For instance, IL-1 induces HPA axis activation and glucocorticoid release that suppresses the immune system (Sapolsky, Rivier et al. 1987). Cytokines are also proposed to cross the blood-brain barrier and produce sickness behavior (Watkins, Maier et al. 1995), which is comorbid with AUD (Dantzer, Bluthe et al. 1998). Ethanol administration (4g/kg) in male rats increased IL-6 but decreased TNF-α expression in PVN, an effect that was blunted or reversed after long-term ethanol self-administration (Doremus-Fitzwater, Buck et al. 2014). Cytokines can also modulate important behavioral functions including learning and memory (Hao, Jing et al. 2014) possibly due to their role in neuroplasticity (Sheridan, Wdowicz et al. 2014). Many gaps remain in our understanding of the stress response, its physiological basis in the HPA, axis and its role in modulating the effects of ethanol on host immunity. A second study by Joosten et al. also analyzed gene expression profiles in PBMCs isolated from 24 healthy male subjects who consumed 50mL of vodka with 200mL orange juice or only orange twice daily for 4 weeks during dinner (considered to be moderate).

Alcohol’s Effect on Host Defense

Experiments done in an immortalized line of human T lymphocyte cells used in cancer research (i.e., Jurkat cells) found that exposure to different concentrations of ethanol (i.e., 25, 50, 100, 150, 200 mM) for 24 hours resulted in decreased cell viability in a dose-dependent manner. Furthermore, ethanol exposure decreased expression of the anti-apoptotic molecule Bcl-2 and promoted expression of the pro-apoptotic molecule BAX in the cells. These findings suggest that ethanol pretreatment can sensitize T cells to AICD (Kapasi et al. 2003). In vivo studies in humans confirmed these observations, demonstrating that binge drinking (i.e., consuming 5 to 7 drinks within 90 to 120 minutes) promoted T-cell apoptosis and decreased Bcl-2 expression (Kapasi et al. 2003). Moderate alcohol consumption is generally defined as up to one drink per day for women and up to two drinks per day for men. This recommendation takes into account factors such as the risk of infection, blood alcohol concentration, and the dose-dependent manner in which alcohol affects the body.
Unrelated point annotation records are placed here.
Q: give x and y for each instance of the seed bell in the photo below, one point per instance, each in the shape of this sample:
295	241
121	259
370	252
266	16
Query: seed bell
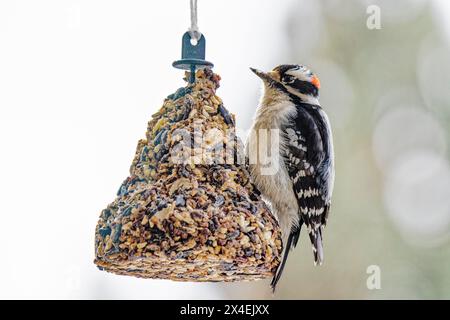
188	210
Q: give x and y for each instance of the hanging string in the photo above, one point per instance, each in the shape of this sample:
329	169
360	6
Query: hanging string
193	30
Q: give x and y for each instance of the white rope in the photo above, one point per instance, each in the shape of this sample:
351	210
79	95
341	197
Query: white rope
193	30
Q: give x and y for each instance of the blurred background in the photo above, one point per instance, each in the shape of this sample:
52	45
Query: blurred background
80	79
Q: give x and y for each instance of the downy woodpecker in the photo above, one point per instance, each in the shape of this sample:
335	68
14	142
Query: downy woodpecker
300	192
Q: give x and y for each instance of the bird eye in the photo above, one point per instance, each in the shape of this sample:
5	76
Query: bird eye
288	79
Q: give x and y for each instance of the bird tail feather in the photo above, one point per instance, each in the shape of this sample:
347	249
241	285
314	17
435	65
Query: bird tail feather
316	240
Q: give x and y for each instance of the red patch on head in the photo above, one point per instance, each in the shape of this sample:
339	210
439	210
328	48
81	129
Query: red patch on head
315	81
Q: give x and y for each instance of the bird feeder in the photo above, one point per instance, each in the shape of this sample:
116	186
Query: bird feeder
188	210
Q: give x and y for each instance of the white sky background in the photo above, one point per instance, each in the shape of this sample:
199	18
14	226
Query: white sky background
78	82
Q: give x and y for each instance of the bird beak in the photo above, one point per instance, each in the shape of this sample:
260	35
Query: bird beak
266	76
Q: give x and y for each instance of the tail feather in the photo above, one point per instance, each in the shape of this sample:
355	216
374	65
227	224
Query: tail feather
280	269
291	243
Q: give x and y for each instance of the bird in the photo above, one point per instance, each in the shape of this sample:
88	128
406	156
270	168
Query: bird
300	190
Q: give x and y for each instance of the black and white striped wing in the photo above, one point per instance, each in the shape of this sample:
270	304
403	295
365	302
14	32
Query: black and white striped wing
308	158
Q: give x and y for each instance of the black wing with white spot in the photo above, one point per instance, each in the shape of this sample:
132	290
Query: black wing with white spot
308	156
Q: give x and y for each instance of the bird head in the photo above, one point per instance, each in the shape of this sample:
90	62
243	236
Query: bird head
291	80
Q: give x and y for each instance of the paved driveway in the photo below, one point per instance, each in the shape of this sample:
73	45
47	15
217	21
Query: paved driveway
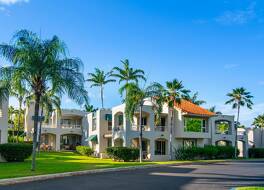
199	176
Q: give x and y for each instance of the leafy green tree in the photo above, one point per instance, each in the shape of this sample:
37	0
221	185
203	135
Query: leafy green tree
100	78
239	97
194	99
135	99
173	93
259	123
127	74
42	65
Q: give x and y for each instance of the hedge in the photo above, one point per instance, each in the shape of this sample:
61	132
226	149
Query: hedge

Nitro-oxidative stress due to inducible nitric oxide synthase (iNOS) expression, Nf-κB signaling activation, and microRNA-122 (miRNA-122) expression in the intestinal cells due to alcohol are the main reasons for altered gut permeability 21,22. Leaked LPS acts on liver tissues and immune cells in the liver, particularly the KCs, through the toll-like receptor (TLR) signaling pathway to increase the levels of inflammatory cytokines, including TNF-α and IL-1β, which are the sources of inflammation-induced ALD 5,24,25. Adachi et al. reported that the deletion of KCs in the liver prevents the development of liver disease in an alcohol-induced liver disease model 26. Studies over the last 30 years have clearly demonstrated that chronic ethanol abuse impairs the functions of both T cells and B cells. Chronic alcohol consumption results in lymphopenia with a loss in circulating T cells and B cells.

Goblet Cells

The most surefire way to achieve success in recovery is to make and execute a well-thought-out plan, with the support of caring professionals. Going through the stages of alcohol recovery can be stressful, but it’s less difficult with the right support system in place. If you’re addicted to alcohol or you fear you may be gulping down more than your immune system can bear, contact us. As you can see, your immune system is a complex team effort to neutralize anything that could make you sick. These defenders work 24/7 and are ready to deploy within minutes if a threat arises. If you feel powerless against addiction, our alcohol rehab center at Ardu Recovery Center offers individualized treatment and compassionate support to build a fulfilling alcohol-free life.